A Simple Explanation - By Varsha Saini

Working on a machine learning project is not only about building a model, model evaluation is an important step as it helps you to measure the effectiveness of the model build. A confusion matrix can be used to understand the performance of a model.

What is the Confusion Matrix?

A confusion matrix is a visual representation of actual and predicted values in the form of a tabular structure which can be used to measure the performance of a machine learning model.

A confusion matrix is used for evaluating the classification model. It can be used for both binary and multiclass classification.

Confusion Matrix for Binary Classification

The below image represents a confusion matrix for binary classification which has two classes, class 0 and class 1. The left values represent the actual class and the top values represent the predicted class by the machine learning model used.

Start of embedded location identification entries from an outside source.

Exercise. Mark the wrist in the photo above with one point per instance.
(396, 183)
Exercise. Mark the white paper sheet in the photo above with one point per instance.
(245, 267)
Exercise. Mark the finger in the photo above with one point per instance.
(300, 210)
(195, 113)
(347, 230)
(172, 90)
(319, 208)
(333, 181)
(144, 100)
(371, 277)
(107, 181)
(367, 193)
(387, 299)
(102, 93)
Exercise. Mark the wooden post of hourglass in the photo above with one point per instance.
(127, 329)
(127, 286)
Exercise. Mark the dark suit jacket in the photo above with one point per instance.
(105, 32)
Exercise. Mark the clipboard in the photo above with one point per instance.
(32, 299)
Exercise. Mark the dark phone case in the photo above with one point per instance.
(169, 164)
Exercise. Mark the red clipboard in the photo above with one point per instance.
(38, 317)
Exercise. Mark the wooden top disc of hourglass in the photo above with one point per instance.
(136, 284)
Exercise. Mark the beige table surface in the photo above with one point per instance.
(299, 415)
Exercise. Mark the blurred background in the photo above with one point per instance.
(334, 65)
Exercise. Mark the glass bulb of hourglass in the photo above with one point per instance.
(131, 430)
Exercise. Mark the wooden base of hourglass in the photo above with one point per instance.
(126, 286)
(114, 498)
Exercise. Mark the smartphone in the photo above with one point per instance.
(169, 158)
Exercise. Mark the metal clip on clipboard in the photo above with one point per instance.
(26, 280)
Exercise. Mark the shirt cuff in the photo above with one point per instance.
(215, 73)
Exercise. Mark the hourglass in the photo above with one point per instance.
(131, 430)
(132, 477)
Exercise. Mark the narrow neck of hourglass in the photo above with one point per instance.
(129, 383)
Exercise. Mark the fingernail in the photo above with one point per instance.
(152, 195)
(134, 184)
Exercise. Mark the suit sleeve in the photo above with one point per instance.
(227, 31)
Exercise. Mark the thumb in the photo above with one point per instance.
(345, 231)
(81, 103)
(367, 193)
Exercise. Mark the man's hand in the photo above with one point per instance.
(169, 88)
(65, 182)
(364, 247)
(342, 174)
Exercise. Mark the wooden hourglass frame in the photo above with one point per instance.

It has four important terms, true positive, true negative, false positive, and false negative. Let’s understand them in detail.

1. True Positive (TP)

The value is true positive if both the actual and predicted class are positive (belongs to class 1).

2. False Positive (FP)

The value is false positive if the actual class is negative but it is predicted as positive. Since the value is incorrectly predicted, it is considered an error.

3. True Negative (TN)

The value is true negative if both the actual and predicted class are negative (belongs to class 0).

4. False Negative (FN)

The value is false negative if the actual class is positive but it is predicted as negative. Since the value is incorrectly predicted, it is considered an error.

Why Do We Need a Confusion Matrix

Confusion matrix can be used to calculate important model evaluation matrices like Accuracy, Recall, Precision, F1 Score, etc.

1. Accuracy

Accuracy is defined as the ratio of correctly predicted values to the total values. It is used in the case of the balanced dataset.

2. Recall or Sensitivity

The recall is defined as the ratio of the no of values that are predicted as a positive class out of the total no of values that actually belongs to the positive class. It is used when a false negative is more important.

3. Precision or Specificity

The precision is defined as the ratio of the no of values that actually belongs to the positive class out of the total no of values that are predicted as the positive class. It is used when a false positive is more important.

4. F1 Score

The F1 Score is the harmonic mean of precision and recall. It is used when both false positives and false negatives are equally important.